Review

In Review: Gangs Of Ballet & Shadowclub at Kirstenbosch

“That’s the line for Shadow Of Club t-shirts and this is the line for Gangs of Ballen,” a random in the queue was so kind as to tell me while I waited to purchase some merch.

My 18-year-old cousin and I were about to correct her, but we thought she’d come to her own conclusions after buying CDs from bands that in her world, don’t exist.

A few glasses of wine and some crackers later and Gangs Of Ballet take to the stage wordlessly, jumping head first into ‘This Love’. Brad Klynsmith (vox/guitar) has an awestruck child-like smile slapped across his face as he launches into a somewhat strained falsetto mid-track.

They find their feet during track two with Brad busting out a dance I christen the “ballet bounce” and my new Kirstenbosch-partner-in-crime Mvelase, tells me he can’t remember the last time he saw a band this ridiculously happy to be playing the gardens. GOB’s set construction is clever with a subtle barrage of tempos and intricacies within their layers of sound, with Josh Klynsmith (drums) making up the complementary two-part vocal harmonies.

The frontman breaks from the party he’s clearly having onstage to timidly confess: “We feel like we’re on a first date, all dressed up, and we don’t wanna do or say anything stupid, ‘cause we really, really like you.” I look over my shoulder at my cousin, her head titled and mouth open like she’s catching flies, clearly in love. Well played Brad.

Jono Rich on keys adds a welcome depth and dynamic to their self-proclaimed “anthemic” sound, his sublime melody in ‘Hello Sweet World’ supplying a grand crescendo.  Forget Coldplay, Snow Patrol and whatever the hell else people have told you about what GOB sound like, this 4-piece has only begin to tap into and test the waters of their sonic potential.

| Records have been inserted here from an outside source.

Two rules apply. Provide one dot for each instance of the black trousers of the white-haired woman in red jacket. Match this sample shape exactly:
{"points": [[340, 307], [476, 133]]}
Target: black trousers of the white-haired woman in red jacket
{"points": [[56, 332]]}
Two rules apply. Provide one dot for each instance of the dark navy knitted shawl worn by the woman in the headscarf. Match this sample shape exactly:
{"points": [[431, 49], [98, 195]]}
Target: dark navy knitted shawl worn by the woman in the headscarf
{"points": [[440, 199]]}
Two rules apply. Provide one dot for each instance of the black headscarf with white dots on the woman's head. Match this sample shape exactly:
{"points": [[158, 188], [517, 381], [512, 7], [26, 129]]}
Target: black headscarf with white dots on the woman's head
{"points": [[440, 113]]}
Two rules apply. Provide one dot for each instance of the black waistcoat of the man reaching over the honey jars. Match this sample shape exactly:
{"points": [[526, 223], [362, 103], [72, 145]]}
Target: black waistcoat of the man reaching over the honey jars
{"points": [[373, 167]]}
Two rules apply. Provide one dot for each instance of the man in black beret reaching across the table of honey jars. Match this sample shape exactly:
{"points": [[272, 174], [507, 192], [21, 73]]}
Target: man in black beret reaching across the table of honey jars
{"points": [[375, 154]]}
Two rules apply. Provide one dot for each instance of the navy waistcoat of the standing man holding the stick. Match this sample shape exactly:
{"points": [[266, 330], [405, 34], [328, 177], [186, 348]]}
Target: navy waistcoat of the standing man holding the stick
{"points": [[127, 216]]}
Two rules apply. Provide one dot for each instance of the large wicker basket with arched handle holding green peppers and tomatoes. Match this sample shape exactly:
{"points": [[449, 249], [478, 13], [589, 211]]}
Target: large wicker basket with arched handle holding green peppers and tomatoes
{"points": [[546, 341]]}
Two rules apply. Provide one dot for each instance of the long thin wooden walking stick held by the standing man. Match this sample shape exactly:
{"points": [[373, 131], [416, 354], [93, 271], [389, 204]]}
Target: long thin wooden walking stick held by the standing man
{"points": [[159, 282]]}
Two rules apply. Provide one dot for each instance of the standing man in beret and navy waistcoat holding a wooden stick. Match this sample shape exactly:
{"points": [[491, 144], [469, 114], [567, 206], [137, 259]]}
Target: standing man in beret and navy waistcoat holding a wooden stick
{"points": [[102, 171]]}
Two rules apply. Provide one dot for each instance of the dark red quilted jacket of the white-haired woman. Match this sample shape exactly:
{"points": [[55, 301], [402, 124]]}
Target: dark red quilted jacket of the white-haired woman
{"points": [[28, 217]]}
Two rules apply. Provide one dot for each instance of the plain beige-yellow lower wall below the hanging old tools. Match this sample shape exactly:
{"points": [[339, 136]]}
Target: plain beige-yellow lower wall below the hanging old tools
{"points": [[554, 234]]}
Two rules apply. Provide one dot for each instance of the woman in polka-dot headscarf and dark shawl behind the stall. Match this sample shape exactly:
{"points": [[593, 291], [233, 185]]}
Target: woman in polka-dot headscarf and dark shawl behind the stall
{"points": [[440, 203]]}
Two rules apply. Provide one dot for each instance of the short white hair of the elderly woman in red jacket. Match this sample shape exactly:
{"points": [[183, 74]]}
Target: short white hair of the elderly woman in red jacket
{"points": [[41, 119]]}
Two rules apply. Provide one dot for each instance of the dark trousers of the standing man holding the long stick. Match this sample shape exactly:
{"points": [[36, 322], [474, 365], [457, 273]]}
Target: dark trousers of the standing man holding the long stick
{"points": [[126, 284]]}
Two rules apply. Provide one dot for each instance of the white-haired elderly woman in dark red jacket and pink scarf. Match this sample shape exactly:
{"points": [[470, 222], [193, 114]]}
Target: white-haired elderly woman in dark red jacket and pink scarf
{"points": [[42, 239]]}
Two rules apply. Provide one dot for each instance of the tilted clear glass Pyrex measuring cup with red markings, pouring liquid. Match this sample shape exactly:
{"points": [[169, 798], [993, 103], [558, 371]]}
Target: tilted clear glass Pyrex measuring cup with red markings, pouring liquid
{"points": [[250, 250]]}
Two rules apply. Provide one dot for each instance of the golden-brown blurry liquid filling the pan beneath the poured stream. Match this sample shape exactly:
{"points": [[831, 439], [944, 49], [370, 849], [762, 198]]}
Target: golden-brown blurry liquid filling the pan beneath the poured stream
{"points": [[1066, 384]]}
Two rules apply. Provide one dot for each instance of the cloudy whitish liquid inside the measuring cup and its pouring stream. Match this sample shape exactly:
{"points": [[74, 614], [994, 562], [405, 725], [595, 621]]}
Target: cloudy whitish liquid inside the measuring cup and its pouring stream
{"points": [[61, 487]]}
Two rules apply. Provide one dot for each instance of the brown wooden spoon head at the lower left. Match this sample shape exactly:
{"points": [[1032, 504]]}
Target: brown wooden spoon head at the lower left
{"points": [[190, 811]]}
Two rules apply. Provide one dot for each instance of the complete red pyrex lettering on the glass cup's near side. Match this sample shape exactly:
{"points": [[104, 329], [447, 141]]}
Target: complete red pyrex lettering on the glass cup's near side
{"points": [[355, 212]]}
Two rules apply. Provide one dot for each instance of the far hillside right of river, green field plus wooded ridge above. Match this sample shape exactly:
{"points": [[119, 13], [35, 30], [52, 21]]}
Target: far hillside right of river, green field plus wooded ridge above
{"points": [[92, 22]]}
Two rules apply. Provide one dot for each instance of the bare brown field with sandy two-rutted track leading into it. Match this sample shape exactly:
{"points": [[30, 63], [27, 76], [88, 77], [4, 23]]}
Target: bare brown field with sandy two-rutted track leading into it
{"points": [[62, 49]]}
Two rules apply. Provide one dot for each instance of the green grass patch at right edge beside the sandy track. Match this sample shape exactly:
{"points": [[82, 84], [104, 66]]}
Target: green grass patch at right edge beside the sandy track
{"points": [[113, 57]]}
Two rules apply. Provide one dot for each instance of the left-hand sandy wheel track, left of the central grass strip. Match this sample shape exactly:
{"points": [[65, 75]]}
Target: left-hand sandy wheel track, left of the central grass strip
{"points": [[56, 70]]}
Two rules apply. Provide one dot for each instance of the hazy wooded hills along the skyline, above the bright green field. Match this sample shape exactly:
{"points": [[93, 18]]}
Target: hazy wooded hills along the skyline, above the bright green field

It takes 3 kids bee-lining to the front of the stage for about fifty more to follow suit and as they stream down the slanted lawn to ‘Breaking The Silence’ it’s hysterical to watch the penny drop on people’s faces. “Ooooh, it’s that Mr Price baaand.” Gotta love some brand association.

Brad ends by telling Cape Town that we’re beautiful and naturally his declaration is met by calls for an encore, which get shot down. Goddam that curfew. Regardless, GOB has unknowingly tapped into the very simple rule of thumb for a band performing at Kirstenbosch – show the crowd some love and they are yours to do with as you please.

Two cigarettes later Shadowclub saunter onto stage. The trio exude rock star “swag” from every pore. Unfortunately, they use their set to test out quite a lot of new material (which I’m more than happy about because I’ve been listening to the same tunes for a year and a half) but that the Kirstenbosch crowd, who thrive on familiarity, seem less than complacent towards.

Their hooks for days (‘Good Morning Killer’, ‘Cabin In The Woods’ and new-ish tune ‘Vegas’) attract a more teen-centric group to the front of the stage. They watch in awe as frontman Jacques Moolman literally wears the chords that he plays through the most abstract expressions that he pulls on his face. They close with ‘Dirt and Rubble’ which is very unexpected, very beautiful and the first proper ballad they’ve written. It’ll be a sure-fire winner off the second album.

The last Kirstenbosch concert takes place this Sunday with Johnny Clegg bringing down the musical gavel.  If you haven’t been to one, make a plan to redeem yourself.